Der Afghanistankrieg ist in einer Sackgasse. Seit fast zehn Jahren führen die Soldaten von 36 technologisch hoch entwickelten Nationen Krieg in Afghanistan. Die Sicherheitslage im Land hat sich von Jahr zu Jahr verschlechtert. Es herrscht ein militärisches Patt, das eine militärische Lösung für jede der beteiligten Seiten ausschließt.

Unter diesen Umständen droht der Krieg noch lange anzudauern. Die Hauptlast des Krieges trägt das afghanische Volk, aber die Völker der anderen am Krieg beteiligten Staaten spüren die Folgen des Krieges. Sie zählen ihre Toten, sie sehen die enormen Gelder, die sinnvoller eingesetzt werden könnten. Das afghanische Volk ist kriegsmüde und wünscht ein schnelles Ende des Krieges durch eine politische Verhandlungslösung.

Die internationale Gemeinschaft verfügt über keine gemeinsame Strategie
Aus den USA und vor allem aus den verbündeten Staaten sind widersprüchliche Signale zu hören. Einige sprechen von der Notwendigkeit einer politischen Lösung durch Verhandlungen mit den Aufständischen, andere plädieren für die Tötung der Führer der Aufständischen. Auch über die Ziele ihres jeweiligen Einsatzes äußern sich die jeweiligen Regierungen unterschiedlich.
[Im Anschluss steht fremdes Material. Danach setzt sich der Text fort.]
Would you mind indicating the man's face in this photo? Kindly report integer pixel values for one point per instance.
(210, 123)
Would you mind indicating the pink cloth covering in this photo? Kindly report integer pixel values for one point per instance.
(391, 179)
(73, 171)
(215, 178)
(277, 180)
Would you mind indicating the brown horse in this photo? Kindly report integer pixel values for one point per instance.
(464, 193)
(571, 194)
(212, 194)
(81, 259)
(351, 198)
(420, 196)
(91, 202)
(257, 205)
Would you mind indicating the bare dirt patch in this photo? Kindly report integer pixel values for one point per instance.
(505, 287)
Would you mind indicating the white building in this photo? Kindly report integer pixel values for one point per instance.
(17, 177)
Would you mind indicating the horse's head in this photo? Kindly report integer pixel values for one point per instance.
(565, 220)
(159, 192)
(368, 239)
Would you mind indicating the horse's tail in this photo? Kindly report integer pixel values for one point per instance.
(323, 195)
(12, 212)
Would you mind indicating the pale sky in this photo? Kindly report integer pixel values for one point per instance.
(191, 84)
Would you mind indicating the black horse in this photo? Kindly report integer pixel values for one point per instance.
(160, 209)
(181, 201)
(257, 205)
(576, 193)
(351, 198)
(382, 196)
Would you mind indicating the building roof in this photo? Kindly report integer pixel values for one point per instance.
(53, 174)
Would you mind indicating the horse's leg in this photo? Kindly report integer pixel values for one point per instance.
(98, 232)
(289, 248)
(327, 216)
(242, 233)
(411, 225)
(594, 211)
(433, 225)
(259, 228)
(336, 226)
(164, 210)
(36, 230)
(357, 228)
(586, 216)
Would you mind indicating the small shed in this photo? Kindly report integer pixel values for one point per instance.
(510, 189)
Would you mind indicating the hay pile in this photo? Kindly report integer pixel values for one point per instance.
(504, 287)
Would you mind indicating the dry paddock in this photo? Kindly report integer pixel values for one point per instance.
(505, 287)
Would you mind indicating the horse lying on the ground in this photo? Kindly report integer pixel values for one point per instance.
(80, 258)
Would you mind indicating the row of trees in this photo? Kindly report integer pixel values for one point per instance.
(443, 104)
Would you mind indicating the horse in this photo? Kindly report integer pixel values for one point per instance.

Die afghanische Regierung kann nicht zu einer Lösung beitragen
Die Regierung Karzai gilt nicht nur im Ausland als korrupt. Sie hat auch im afghanischen Volk keine Vertrauensbasis mehr, da sie nicht die Interessen des afghanischen Volkes vertritt. Sie verfügt auch über keine nationale Strategie für die Lösung des Konflikts.

Afghanistan braucht eine nationale Übergangsregierung
Um einen Weg aus dem Krieg und hin Weg zu Frieden, Stabilität und Sicherheit zu fi nden, braucht Afghanistan eine nationale Übergangsregierung, die in der Lage ist, eine sofortige Aufnahme von Gesprächen mit allen politischen Konfliktparteien zu realisieren. Dazu sind unterschiedliche Schritte in mehreren Phasen erforderlich.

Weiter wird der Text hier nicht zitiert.